Never mind drunk driving, one cannot today in most states ride a car without a seat belt, or a motorcycle without a helmet. What changed? Probably the cost of caring for people after accidents. We have gotten very good at patching people together, but not altogether that good at paying for the patches. The insurance agencies get to pay today, but several folks (like C.) are too poor to have had policies and rely upon charity or the state to pick up the tab.




I say this a day after taking yet another call from a well-meaning employee contracted by my health provider. He calls a few times a year to check up on me. I answer an internet poll customized by that contractor, a questionaire that asks how much I weigh, what I (generally) eat, how much I (generally) drink, whether I own a gun -- essentially probing into my lifestyle, comparing elements in that lifestyle that involve risk to the health care provider, and then -- here's the insidious part -- suggesting I change my lifestyle to reduce risk.

Why, for example, do I own a gun? Don't you know they kill people? Sure, I answer, but not as many people as swimming pools. According to Freakonomics, a ground-level swimming pool kills 100 times the children as a gun kept loaded at home:

In a given year, there is one drowning of a child for every 11,000 residential pools in the United States. . . . Meanwhile, there is 1 child killed by a gun for every 1 million-plus guns. . . . The likelihood of death by pool (1 in 11,000) versus death by gun (1 in 1 million-plus) isn't even close. . . . (Levitt, Freakonomics, HarperCollins, 2005, pp. 149-150)

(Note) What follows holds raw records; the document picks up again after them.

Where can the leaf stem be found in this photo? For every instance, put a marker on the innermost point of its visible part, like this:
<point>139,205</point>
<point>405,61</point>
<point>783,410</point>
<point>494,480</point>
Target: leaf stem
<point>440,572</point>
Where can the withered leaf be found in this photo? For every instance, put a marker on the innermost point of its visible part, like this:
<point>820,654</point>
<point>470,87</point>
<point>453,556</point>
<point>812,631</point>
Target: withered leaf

Yet the questionaire never asked if I had a pool. Interesting. The questions keep coming, and then they find in my lifestyle some room for improvement. If I agree to meet some improvement goal, my out-of-pocket expenses won't be increased.

Knowing people like C. and Lenny's wife, I can see why insurance companies are taking these steps. I guess. That doesn't really take the sting out of it, though.

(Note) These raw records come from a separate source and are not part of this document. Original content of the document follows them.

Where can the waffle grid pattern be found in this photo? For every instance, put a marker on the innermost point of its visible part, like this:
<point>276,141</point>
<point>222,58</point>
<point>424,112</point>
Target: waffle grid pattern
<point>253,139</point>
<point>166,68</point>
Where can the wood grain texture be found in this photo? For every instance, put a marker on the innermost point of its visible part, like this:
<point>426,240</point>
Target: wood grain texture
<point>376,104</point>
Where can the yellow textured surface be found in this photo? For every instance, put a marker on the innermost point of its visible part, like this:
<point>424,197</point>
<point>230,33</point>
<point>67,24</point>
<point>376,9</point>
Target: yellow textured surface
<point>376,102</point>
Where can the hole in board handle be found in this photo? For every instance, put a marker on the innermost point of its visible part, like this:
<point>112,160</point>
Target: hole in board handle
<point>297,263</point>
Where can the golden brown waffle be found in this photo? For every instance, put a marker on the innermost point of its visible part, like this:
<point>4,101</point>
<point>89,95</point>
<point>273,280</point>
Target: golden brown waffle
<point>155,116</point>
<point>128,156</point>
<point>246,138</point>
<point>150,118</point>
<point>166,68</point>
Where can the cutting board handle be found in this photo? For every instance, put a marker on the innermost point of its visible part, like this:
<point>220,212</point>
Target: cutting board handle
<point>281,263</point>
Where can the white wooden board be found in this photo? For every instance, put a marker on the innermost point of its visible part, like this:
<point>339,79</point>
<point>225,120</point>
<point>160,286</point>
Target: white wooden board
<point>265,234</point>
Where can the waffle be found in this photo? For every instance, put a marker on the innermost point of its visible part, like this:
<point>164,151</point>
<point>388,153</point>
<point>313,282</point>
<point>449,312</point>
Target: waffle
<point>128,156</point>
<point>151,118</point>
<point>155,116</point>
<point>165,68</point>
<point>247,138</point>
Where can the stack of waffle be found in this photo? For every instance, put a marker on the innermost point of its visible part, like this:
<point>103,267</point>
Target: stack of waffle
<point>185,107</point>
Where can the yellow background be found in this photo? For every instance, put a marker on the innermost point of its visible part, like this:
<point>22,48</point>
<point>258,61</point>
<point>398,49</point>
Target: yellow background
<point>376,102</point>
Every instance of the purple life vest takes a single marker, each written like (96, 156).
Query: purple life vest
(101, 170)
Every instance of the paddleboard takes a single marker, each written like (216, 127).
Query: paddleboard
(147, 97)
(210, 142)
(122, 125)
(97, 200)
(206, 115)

But let's go further down the speculative hole. Here's a question: You see a TV news segment about a woman who, instead of simply watching what she eats, now is a hundred pounds heavier than she was a decade ago and must rely on a $5,000 insulin pump to keep her alive. If (as it happens) her husbands employer's health insurance policy picked up the tab, you as a viewer might marvel at technology's progress to improve our lives.

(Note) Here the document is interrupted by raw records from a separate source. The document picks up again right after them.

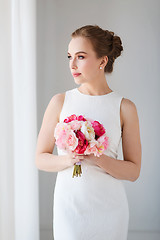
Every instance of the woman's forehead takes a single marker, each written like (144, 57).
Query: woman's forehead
(79, 44)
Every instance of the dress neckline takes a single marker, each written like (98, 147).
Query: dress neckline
(87, 95)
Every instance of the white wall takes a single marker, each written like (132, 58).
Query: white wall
(135, 76)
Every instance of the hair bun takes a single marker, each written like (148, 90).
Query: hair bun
(117, 47)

If (as it may happen under a state-sponsored health care system) you see that woman as a drain on society's resources, as too selfish to take care of herself, as a glutton and evidence of society's decline, you might just entertain thoughts of contacting your lawmaker and raising a ruckus over allowing such outright waste of the taxpayer's treasure. Hey (you might say), there's nothing wrong with getting fat, but when it affects your health, it affects the taxpayer. That's when it must stop!

Lifestyle risk management: At what point do choices we make today become simply too expensive for society to allow? It's one of the vexing elements of any necessary state sponsorship of health care I can see coming, but cannot see how to stop.

*Addendum, June 17, 2009: I have learned 30 seconds ago that C. didn't make it. He died on May 15.